Kata Cisewu berasal dari sebuah rencana besar hasil musyawarah para dalem, menak, tokoh masyarakat dan pemerintahan Belanda saat itu yang berkaitan dengan kesejahteraan masyarakat, baik Cisewu maupun daerah lainya seperti Cikarang, Cimahi, Cidamar dan  Cianjur Selatan berupa pengairan dan pembangkit listrik tenaga air.

Hal itu telah dilakukan penelitian oleh para dalem, menak, masyarakat dan pemerintahan Belanda dengan memasang patok-patok rencana pembangunan baik untuk pengairan dan pembangkit listrik maupun untuk jalan yang akan dipergunakan (istilah Jalan Suhunan). Mengenai jalan suhunan sudah mulai dirintis dan diperjuangkan oleh seorang dosen Universitas Padjajaran Bandung yang bernama DR.H. GUNAWAN UNDANG, M.Si. melalui Konsep “JAMPARING”. Namun  saat ini masyarakat masih mempercayai sebagai mitos  atau “Cacandran Kolot Bareto”.

 Dalam bentuk miniaturnya kata Cisewu itu dikaitkan dengan sebuah kolam yang dikenal dengan nama “BALONG SIRAH” . Balong sirah saat ini selain digunakan sebagai tempat penampungan air tanah guna untuk memenuhi kebutuhan air masyarakat, juga dikenal sebagai tempat yang berpetuah bagi orang-orang yang mempercayainya. Konon, air balong sirah dapat digunakan untuk pengobatan alternatif ataupun keinginan lainnya seperti kenaikan pangkat jabatan, jodoh, menjadi pejabat, kekayaan, kesaktian dan lain-lain.

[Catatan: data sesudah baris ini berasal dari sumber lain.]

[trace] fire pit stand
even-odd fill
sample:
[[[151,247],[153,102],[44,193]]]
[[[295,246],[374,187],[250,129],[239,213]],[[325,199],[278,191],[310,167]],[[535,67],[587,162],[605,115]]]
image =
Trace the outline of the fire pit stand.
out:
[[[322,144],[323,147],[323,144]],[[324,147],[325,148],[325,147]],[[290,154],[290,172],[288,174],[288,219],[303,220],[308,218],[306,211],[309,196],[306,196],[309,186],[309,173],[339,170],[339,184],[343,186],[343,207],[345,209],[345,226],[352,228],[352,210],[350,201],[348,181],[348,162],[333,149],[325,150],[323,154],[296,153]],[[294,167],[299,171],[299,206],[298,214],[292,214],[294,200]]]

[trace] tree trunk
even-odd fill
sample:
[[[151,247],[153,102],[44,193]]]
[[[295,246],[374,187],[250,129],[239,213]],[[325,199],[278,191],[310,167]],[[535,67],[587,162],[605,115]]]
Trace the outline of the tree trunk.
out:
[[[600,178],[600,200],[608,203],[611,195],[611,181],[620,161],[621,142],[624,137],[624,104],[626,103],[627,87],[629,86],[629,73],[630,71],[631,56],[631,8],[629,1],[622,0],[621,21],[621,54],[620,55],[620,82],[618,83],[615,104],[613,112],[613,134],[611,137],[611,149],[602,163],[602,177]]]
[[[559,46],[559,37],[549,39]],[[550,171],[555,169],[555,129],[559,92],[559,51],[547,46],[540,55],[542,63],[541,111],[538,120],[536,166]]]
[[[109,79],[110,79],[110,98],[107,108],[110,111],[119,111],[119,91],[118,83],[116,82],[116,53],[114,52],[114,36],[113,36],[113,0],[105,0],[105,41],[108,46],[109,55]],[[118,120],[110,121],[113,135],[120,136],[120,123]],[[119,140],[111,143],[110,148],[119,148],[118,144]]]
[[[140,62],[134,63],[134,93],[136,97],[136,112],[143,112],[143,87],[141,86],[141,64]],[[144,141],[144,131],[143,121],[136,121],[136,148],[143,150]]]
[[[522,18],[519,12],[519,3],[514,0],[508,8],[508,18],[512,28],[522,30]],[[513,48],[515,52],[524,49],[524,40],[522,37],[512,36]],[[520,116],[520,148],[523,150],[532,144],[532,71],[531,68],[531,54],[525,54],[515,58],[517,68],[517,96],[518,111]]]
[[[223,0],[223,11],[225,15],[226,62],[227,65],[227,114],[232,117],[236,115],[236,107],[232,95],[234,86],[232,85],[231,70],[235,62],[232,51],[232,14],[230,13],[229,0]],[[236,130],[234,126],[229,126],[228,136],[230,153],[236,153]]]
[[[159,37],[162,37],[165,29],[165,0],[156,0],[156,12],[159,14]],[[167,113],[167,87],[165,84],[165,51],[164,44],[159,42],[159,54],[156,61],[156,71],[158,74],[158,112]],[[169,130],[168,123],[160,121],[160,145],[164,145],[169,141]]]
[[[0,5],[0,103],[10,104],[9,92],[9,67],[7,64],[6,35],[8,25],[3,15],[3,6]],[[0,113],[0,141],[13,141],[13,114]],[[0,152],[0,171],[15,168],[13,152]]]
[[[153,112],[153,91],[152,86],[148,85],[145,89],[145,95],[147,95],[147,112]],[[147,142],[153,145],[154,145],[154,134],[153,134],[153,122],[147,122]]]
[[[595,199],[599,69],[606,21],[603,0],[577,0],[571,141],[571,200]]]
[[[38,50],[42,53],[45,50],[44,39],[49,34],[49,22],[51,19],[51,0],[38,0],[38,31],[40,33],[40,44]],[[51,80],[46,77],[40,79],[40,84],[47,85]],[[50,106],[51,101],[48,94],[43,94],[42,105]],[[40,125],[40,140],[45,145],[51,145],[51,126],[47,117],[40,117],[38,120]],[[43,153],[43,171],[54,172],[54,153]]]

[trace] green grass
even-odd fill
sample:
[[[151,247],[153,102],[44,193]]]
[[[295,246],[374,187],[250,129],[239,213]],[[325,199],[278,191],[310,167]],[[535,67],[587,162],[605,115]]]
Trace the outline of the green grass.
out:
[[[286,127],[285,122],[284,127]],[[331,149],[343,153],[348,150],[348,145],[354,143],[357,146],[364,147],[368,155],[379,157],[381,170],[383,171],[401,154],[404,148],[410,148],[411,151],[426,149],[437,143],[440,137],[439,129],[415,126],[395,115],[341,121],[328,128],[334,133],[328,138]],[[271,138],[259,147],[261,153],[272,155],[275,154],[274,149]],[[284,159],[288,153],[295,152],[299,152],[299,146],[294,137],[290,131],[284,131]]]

Menurut asal  kata , “Cisewu”  berasal dari dua kata  “Ci”  dan “Sewu” . “Ci” (bahasa Sunda) yang berarti air, sedangkan kata “Sewu” (bahasa Jawa) berarti seribu. Dengan demikian Cisewu dapat diartikan air seribu atau seribu kapiler. Yang orientasinya yaitu dapat memberikan kehidupan atau kesejahteraan bagi ribuan orang di sekitarnya.